Stillness and Motion

The work depends on a simple relationship: something that holds and something that changes. The painted surface remains stable while projected light moves across it, allowing change to emerge through reference rather than replacement.

The eye recognizes movement because something remains still. Stability and change exist within the same visual field, each giving meaning to the other.

What emerges is not simply movement, but an awareness of how stillness and motion continually shape one another through time.

Shifting Patterns

Projected imagery is composed from multiple overlapping sequences moving at slightly different rates. As these layers drift into and out of alignment, new relationships gradually emerge across the painted surface.
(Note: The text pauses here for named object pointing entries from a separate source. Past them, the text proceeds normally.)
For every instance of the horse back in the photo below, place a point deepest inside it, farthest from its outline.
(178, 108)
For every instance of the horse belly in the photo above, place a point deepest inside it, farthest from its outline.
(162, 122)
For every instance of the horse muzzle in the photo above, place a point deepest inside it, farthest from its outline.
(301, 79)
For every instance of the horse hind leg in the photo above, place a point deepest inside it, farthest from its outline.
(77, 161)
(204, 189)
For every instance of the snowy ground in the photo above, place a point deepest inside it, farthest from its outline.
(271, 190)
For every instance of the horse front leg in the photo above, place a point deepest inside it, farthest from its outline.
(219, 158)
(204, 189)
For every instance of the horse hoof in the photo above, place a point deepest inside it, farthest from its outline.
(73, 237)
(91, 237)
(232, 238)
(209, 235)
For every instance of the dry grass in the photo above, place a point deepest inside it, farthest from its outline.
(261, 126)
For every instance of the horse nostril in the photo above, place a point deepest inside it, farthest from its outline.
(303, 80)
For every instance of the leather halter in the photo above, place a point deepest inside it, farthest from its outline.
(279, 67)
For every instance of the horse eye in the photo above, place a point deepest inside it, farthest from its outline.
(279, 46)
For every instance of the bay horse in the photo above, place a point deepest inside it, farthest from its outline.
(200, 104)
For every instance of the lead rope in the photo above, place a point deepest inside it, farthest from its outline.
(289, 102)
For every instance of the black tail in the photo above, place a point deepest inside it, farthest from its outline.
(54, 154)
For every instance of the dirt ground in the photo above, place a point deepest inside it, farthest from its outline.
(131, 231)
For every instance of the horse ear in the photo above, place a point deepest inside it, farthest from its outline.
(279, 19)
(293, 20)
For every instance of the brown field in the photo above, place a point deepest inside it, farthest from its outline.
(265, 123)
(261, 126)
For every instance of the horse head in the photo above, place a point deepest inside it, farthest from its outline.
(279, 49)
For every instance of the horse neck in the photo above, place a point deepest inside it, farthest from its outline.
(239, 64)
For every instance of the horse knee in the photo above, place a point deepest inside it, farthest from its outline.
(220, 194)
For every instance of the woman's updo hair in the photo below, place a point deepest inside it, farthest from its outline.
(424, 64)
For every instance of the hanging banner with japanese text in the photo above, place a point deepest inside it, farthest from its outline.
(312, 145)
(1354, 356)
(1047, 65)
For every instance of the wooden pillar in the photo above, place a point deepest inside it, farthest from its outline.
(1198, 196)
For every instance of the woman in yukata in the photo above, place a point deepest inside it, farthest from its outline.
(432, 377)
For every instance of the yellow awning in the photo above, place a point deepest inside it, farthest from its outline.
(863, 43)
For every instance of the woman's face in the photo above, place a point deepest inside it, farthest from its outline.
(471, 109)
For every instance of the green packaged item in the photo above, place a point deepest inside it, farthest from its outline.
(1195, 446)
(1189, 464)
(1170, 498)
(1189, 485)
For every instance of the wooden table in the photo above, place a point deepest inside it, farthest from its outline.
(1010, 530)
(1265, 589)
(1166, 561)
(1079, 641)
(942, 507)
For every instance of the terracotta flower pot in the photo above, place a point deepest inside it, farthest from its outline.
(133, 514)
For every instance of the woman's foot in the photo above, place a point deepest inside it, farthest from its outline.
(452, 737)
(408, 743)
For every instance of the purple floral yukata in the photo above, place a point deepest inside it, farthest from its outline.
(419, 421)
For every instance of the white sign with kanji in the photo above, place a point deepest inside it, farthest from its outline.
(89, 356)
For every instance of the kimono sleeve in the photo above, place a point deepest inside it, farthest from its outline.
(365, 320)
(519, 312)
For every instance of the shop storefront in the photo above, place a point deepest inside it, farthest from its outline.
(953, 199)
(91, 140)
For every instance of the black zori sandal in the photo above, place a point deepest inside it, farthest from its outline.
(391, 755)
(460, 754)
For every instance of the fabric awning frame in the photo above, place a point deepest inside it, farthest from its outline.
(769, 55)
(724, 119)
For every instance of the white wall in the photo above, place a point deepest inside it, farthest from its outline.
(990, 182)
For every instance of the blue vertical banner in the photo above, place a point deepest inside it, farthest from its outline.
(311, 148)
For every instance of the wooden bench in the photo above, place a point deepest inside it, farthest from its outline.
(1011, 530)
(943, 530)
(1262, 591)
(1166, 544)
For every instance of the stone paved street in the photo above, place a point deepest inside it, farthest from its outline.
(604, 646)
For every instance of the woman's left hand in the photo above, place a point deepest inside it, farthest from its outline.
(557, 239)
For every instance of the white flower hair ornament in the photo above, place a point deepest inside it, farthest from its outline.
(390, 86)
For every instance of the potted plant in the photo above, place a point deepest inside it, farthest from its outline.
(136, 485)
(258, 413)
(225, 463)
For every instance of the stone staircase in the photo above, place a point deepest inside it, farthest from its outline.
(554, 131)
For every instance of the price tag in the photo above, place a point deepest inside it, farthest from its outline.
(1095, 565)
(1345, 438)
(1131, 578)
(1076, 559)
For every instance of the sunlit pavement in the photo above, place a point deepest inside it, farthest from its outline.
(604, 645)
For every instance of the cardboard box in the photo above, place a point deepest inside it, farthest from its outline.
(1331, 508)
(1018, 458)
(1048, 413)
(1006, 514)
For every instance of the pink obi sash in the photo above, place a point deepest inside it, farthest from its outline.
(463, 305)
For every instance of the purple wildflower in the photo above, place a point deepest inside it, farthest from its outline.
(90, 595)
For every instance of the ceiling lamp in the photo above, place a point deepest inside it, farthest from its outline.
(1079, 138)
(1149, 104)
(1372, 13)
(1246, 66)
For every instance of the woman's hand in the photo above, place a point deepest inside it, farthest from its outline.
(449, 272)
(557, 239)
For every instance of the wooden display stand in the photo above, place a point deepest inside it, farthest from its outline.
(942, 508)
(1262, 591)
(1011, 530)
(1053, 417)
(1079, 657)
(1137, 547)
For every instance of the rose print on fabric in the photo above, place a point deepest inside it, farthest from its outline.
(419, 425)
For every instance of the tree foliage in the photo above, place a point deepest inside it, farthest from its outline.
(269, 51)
The elements themselves remain largely unchanged, while their relationships continually shift, creating a visual field that is structured yet always in motion.

Because these changes occur gradually, attention remains engaged through unfolding relationships rather than dramatic events.

Rhythm and Alignment

As these patterns unfold, attention gradually shifts from trying to understand the image to experiencing its changing relationships through time.

The work is composed through overlapping temporal structures moving at different rates. Rather than directing attention toward a single focal point, these changing relationships encourage the eye to move continuously within the field.

Time is not treated simply as duration, but as a compositional medium. Through pacing, repetition, variation, and varying rates of change, the work gives temporal structure a visible form, allowing viewers to experience time through its unfolding patterns rather than as a measure on a clock.

Over time, the rhythms of looking—and sometimes even breathing—may begin to adjust in response to the work's pace.

Time and Perception

As the need to fully interpret what is being seen begins to fall away, attention settles into a different pace. Rather than moving from one visual event to the next, it remains with an experience that continues to unfold.

Without a fixed point of resolution, moments begin to feel more continuous and less fragmented.

There is nothing to arrive at, and nothing demanding immediate response.

What emerges is not simply a different way of seeing, but a different experience of time itself—one that invites a fuller experience of the present moment.